Rogers, a police chief, prosecutor and others said the warning signs had been on social media but no one talked to someone who could have stopped it.
“‘There’s always people talking and communicating. Our problem is, how do we get them to talk to us?'” Rogers recalled of that moment.
That led to the first Speak Up conference in January. She said they are expecting 5,000 participants at the January 2018 conference.
“People say, ‘Oh, is your conference about drug abuse or suicide prevention?’ It’s really about communication. That’s why ‘speak up’ is the first thing,” Rogers said. “We have to be good listeners. Communication is not about talking at someone.”

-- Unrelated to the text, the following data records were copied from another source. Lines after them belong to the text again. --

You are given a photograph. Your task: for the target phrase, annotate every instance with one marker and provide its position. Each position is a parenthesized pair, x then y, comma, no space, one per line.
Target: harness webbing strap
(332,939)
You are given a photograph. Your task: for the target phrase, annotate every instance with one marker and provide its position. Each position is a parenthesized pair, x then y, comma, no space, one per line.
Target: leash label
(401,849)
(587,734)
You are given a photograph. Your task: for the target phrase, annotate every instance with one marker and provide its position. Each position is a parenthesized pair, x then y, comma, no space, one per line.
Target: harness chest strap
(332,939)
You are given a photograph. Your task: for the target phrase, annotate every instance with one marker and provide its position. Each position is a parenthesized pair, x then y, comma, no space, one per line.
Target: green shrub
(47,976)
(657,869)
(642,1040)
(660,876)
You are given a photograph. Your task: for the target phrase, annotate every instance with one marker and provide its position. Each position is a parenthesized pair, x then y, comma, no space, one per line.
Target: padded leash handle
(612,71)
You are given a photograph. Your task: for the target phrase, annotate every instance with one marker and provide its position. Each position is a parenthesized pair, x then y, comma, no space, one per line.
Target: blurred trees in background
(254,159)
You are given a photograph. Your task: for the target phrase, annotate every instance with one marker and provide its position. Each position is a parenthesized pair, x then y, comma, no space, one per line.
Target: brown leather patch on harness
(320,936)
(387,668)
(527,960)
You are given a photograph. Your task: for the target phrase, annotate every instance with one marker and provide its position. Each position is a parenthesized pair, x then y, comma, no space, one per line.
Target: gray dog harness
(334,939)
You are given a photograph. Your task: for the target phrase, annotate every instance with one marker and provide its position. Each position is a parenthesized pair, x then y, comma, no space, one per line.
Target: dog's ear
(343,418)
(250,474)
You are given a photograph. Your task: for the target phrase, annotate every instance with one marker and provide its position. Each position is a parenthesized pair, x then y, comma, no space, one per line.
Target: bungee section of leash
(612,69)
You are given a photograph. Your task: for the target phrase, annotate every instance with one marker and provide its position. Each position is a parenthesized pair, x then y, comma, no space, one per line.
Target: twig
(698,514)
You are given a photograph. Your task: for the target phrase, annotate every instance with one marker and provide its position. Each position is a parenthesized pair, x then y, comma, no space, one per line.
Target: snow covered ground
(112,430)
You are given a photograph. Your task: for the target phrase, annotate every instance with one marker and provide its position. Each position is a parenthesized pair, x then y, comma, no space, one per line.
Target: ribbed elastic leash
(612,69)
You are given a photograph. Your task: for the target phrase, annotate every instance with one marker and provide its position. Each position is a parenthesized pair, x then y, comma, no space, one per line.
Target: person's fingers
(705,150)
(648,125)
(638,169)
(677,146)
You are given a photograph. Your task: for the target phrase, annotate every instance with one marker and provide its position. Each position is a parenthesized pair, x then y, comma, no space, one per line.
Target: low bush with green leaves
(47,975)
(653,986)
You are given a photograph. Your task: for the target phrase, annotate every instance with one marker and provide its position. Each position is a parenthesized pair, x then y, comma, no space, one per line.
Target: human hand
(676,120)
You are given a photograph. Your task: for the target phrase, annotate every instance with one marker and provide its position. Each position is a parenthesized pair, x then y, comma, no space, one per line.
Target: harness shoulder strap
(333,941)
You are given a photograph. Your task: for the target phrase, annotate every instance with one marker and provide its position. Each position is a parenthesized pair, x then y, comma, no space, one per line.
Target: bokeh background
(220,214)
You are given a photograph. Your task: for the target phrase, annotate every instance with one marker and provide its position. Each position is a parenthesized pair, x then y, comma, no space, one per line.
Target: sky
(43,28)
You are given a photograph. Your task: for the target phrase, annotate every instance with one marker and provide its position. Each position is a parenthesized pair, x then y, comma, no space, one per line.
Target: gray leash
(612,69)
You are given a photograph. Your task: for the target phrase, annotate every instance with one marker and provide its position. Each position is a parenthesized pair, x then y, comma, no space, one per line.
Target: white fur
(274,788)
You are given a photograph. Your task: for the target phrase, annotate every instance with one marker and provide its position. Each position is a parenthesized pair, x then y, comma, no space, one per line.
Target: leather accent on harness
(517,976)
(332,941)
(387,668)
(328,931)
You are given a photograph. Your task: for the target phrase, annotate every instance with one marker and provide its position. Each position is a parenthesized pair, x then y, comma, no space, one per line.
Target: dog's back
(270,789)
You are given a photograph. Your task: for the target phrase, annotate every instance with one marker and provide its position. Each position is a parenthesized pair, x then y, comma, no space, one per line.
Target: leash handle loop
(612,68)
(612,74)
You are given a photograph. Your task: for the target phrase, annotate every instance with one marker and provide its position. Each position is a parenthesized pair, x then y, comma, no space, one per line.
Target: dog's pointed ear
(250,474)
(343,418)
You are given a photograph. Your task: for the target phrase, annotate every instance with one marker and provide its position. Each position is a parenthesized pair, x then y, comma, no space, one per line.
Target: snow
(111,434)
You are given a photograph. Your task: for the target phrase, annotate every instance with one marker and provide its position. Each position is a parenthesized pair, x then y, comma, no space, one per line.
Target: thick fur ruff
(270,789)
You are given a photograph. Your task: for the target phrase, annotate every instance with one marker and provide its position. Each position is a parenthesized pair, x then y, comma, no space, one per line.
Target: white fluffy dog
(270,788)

She said they felt the student-led conversation was important as it allowed the students to connect with one another.
The future of Silence
Of the estimated 205,000 children ages 3 to 17 in Arizona who live with mental/behavioral health conditions, only about half of them receive treatment, according to the 2016 National Survey of Children’s Health.
According to Mental Health America, in a ranking of states and Washington D.C. to determine which offered the highest rates of access to mental health care by how prevalent mental health issues are in each state, Arizona ranked 50 out of 51.
The planning grant NAMI Southern Arizona received in August is designed to improve these Arizona numbers, but more importantly, the hope is it will make mental health discussions common and stigma free.
Romans said a part of the planning, called The Collaborative, is to include voices from the community who feel ending the stigma is worth the effort.
A key objective of the proposal is to find several schools across the state that are excited about it and are willing to integrate it. Their main concern isn’t that it be in every Arizona high school in three years. It’s just important that it does grow.
“If we can get 20 school districts to be what I’ll call ‘early adopters’ then I think we will have succeeded,” Romans said.
The planning grant will end in January, at which time the chapter will present its findings to the Lovell Foundation board for approval.
“I just want the kids to learn about this because I’ve been doing this for 40 years and many things have changed, but stigma still remains huge,” Romans said.